Kann mir denn niemand weiterhelfen?


----------



## 98romi (2. Februar 2014)

Sorry, dass ich schon wieder fragen muss, aber warum antwortet mir keiner mehr?


----------



## Tazmal27 (2. Februar 2014)

ich hab Devolo dLAN 200 AVplus Starter Kit: Amazon.de: Computer & Zubehör gekauft als es ihn für 30 euro gab im sonderangebot.. die sind echt super damit habe ich überall internet und überall bekomme ich 196 mb laut tool rein auch über 3 stockwerke hinweg.. nimm die schwarzen die kosten gradmal 50 euro


----------



## DOcean (2. Februar 2014)

nun lass den Leuten doch mal 2-3 Tage zeit zum Antworten.... meine Güte...

vlt. antwortet die keiner mehr weil du Fragen stellst die keiner beantworten kann?

die Bandbreiten an den Anschlüssen kannst du dir wir Wasserleitungen vorstellen, also z.B 85 "Liter/h" kommen an, wenn an dem Switch nur einer den Hahn aufmacht (entspricht Daten anfordern) bekommt der alles (wenn es den braucht)


----------



## 98romi (2. Februar 2014)

Und wie ist es, wenn zum Beispiel zwei PCs an dem dLAN-Adapter laufen, bei einem gerade ein großer Download läuft und beim anderen nur im Internet gesurft wird?? 
Bekommt dann der mit dem großen Download mehr von der Internetverbindung wie der, der nur im Internet surft oder würden dann beide 75mbit/2 = 37,5mbit bekommen??


----------



## Darknesss (2. Februar 2014)

Soweit ich dass gehört habe ja, allerdings nur, wenn beide das maximale anfordern teilt sich die Leistung auf. (ansonten bekommt einer mehr als der andere)
Allerdings wird die Reaktionszeit in die höhe schnellen, was das Surfverhalten und Zocken wiederum negativ beeinflusst.

(ihr könnt mich ruhig verbessern, falls ich falsch liege)

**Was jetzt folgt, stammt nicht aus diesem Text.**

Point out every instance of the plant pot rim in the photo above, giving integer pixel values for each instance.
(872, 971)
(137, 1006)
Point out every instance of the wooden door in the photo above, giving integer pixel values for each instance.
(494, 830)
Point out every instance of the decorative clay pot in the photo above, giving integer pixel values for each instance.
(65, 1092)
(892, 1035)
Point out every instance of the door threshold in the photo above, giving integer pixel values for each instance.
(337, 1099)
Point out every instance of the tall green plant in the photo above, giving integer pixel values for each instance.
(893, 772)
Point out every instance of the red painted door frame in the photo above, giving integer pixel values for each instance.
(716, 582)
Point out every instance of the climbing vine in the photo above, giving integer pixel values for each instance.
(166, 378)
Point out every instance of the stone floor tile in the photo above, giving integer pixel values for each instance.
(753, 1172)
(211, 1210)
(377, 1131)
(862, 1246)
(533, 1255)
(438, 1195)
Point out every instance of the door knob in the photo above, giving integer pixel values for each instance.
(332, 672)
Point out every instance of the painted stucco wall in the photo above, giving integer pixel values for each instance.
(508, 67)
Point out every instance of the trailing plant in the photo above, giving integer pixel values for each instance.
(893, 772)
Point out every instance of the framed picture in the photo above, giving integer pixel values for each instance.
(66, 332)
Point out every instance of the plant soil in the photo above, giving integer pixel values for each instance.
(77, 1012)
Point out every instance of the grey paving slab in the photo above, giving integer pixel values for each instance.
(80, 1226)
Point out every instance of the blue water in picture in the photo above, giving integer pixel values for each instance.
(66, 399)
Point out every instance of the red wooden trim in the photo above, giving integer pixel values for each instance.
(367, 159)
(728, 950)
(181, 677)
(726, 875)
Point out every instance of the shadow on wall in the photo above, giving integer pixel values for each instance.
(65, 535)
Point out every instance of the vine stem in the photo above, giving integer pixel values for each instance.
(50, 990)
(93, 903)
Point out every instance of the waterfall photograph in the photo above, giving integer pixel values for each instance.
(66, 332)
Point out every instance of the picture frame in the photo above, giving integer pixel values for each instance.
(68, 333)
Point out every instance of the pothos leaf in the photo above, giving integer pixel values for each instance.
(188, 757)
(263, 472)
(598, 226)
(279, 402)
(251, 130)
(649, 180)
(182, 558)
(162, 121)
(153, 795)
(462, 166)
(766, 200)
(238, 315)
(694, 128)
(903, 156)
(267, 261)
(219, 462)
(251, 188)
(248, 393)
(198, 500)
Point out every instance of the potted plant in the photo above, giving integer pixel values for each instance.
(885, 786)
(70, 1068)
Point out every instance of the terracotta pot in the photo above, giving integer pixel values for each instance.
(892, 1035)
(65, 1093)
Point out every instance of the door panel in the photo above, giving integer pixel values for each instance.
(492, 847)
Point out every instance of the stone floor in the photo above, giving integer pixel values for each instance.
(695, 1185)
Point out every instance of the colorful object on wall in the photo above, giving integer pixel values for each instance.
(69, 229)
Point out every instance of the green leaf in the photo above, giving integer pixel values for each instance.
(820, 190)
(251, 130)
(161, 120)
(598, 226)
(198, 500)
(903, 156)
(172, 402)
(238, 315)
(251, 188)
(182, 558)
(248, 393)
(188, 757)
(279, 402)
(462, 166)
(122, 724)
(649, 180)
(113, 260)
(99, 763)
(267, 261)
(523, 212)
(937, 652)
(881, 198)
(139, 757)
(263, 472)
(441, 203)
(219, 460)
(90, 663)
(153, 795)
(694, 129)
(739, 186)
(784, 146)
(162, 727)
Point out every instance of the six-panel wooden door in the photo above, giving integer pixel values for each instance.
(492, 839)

PS: Wie wärs eig. wenn du einfach ne Mauernutfräse ne Hilti und LSA-Werkzeug ausleihst, dir Leerohre, Unerputzdosen, Cat7 Duplex, Netzwerkdosen und bisschen Mörtel besorgst und ne ordentliche Netzwerkverkabelung installierst?
Dlan ist meiner Meinung nach nur eine "Notlösung" (wie Koax Lan) , wenn du entweder z.b. in einer Mietwohnung nichts verändern darfst oder eine Übergangslösung brauchst, denn es gibt immer wieder Probleme mit Stromkreisen, Amateurfunkern, anderen Verbrauchern, etc


----------



## 98romi (7. Februar 2014)

Und welchen dLAN-Adapter könntet ihr mir bis maximal 75 Euro empfehlen??

140 Euro für das devolo dlan 650+ triple sind nun doch etwas teuer, weil, wie sich herausgestellt hat, habe ich momentan weniger Geld als erwartet. Der für 75 Euro sollte nur einen Lan-Anschluss haben.


----------



## Icedaft (7. Februar 2014)

Bitte:

http://www.amazon.de/gp/aw/d/B00B4D...2140&smid=A3JWKAKR8XB7XF&tag=geizhalspre03-21

Bestellen, anschließen, glücklich sein - und wehe nicht!


----------



## 98romi (7. Februar 2014)

Fiepen diese nicht im Stromsparmodus?? Die dLAN-Adapter kämen nämlich in mein zimmer und da möchte ich ohne Fiepgeräusche schlafen können


----------



## Chakka_cor (7. Februar 2014)

98romi schrieb:


> Fiepen diese nicht im Stromsparmodus?? Die dLAN-Adapter kämen nämlich in mein zimmer und da möchte ich ohne Fiepgeräusche schlafen können



Hi, ich hab die Teile im Wohnzimmer und Schlafzimmer, gefiept hat noch keines meiner 5 Teile.


----------



## 98romi (7. Februar 2014)

Und warum steht dann in den Amazon-Rezensionen was von Fieptönen??


----------



## Chakka_cor (7. Februar 2014)

98romi schrieb:


> Und warum steht dann in den Amazon-Rezensionen was von Fieptönen??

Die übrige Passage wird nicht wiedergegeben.